David Livingstone comes of a race whose chief pride was that they were honest men. His great grandfather fell at the battle of Culloden. His grandfather was a small farmer in Ulva, one of the western islands of Scotland. Here his father was born, but his grandfather after that event migrated to a large cotton factory at the Blantyre Works, situated on the Clyde, above Glasgow. His uncles all entered His Majesty's service either as soldiers or sailors, but his father remained at home, and his mother, being a thrifty housewife, in order to make the two ends meet, sent her son David, at the age of ten, to the factory as a piecer.

He was fond of study, and with part of his first week's wages he purchased "Ruddiman's Rudiments of Latin," and for many years afterwards studied that language at an evening school after his work was done. He also, when promoted at the age of nineteen to cotton-spinning, took his books to the factory, and read by placing one of them on a portion of the spinning-jenny, so that he could catch sentence after sentence as he passed at his work. He was well paid, however, and having determined to prepare himself for becoming a medical missionary in China, was enabled, by working with his hands in summer, to support himself while attending medical and Greek classes in Glasgow in winter, as also the divinity lectures of Dr Wardlow. He was thus able to pass the required examinations, and was at length admitted a licentiate of the Faculty of Physicians and Surgeons.

The war in China preventing him from proceeding thither, he offered himself as a missionary to the London Missionary Society, and embarked for Africa in 1840.

After reaching Cape Town, he went round to Algoa Bay, whence he proceeded about eight hundred miles into the interior to Kuruman, the missionary station of the Reverend R. Moffat, whose daughter he afterwards married.

Thence he went to Lepelole, where, to gain a knowledge of the language and habits of the inhabitants, the Bakwains, he cut himself off from European society for six months. The Bakwains, however, being driven by another tribe from their country, he was unable, as he had intended, to form a station at that place.

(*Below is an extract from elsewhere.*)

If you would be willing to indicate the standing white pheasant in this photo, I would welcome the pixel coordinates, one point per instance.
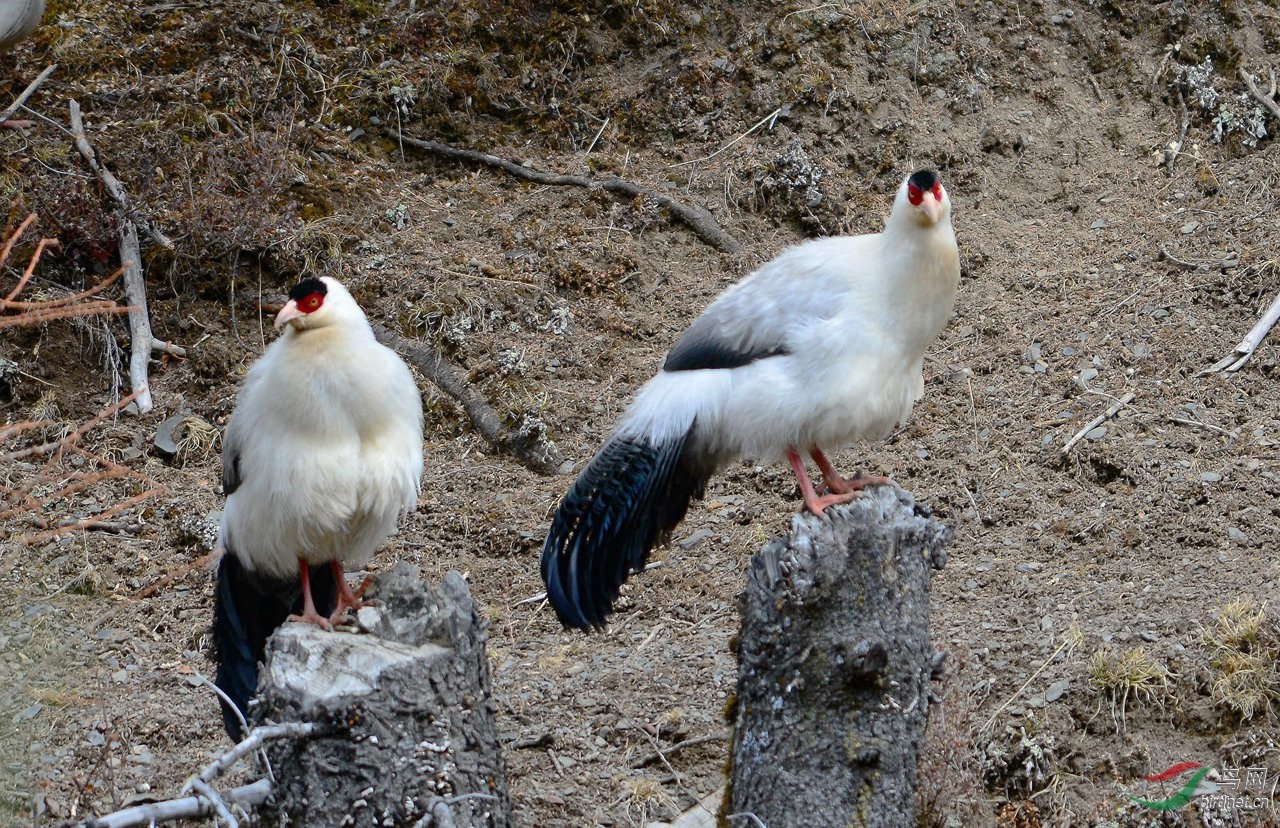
(818, 348)
(321, 457)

He was more successful at Mabotsa, also inhabited by the Bakwains, to which place he removed in 1843. It was here, while in chase of a lion, that he nearly lost his life. He had fired both the barrels of his gun, and was re-loading, when the lion, though desperately wounded, sprang upon him, catching his shoulder, both man and beast coming to the ground together. Growling horribly, the fierce brute shook the doctor as a terrier dog does a rat. The shock produced a stupor similar to that which seems to be felt by a mouse after the first shake of a cat. The gun of his companion, a native schoolmaster, who came to his assistance, missed fire, when the lion, leaving Dr Livingstone, attacked him.

Another native came up with a spear, when the lion flew at him also, but the bullets at that moment taking effect, the fierce brute fell down dead.

The chief of the Bakwains, Sechele, became a Christian, and exerted himself for the conversion of his people, restoring his wives to their fathers, and living in every respect a thoroughly consistent life.

The Dutch Boers, who had pushed forward to the confines of the country, proved, however, most adverse to the success of the mission, by carrying off the natives and compelling them to labour as slaves.

By the advice of Dr Laidley, Sechele and his people moved to Kolobeng, a stream about two hundred miles to the north of Kuruman, where Dr Livingstone formed a station.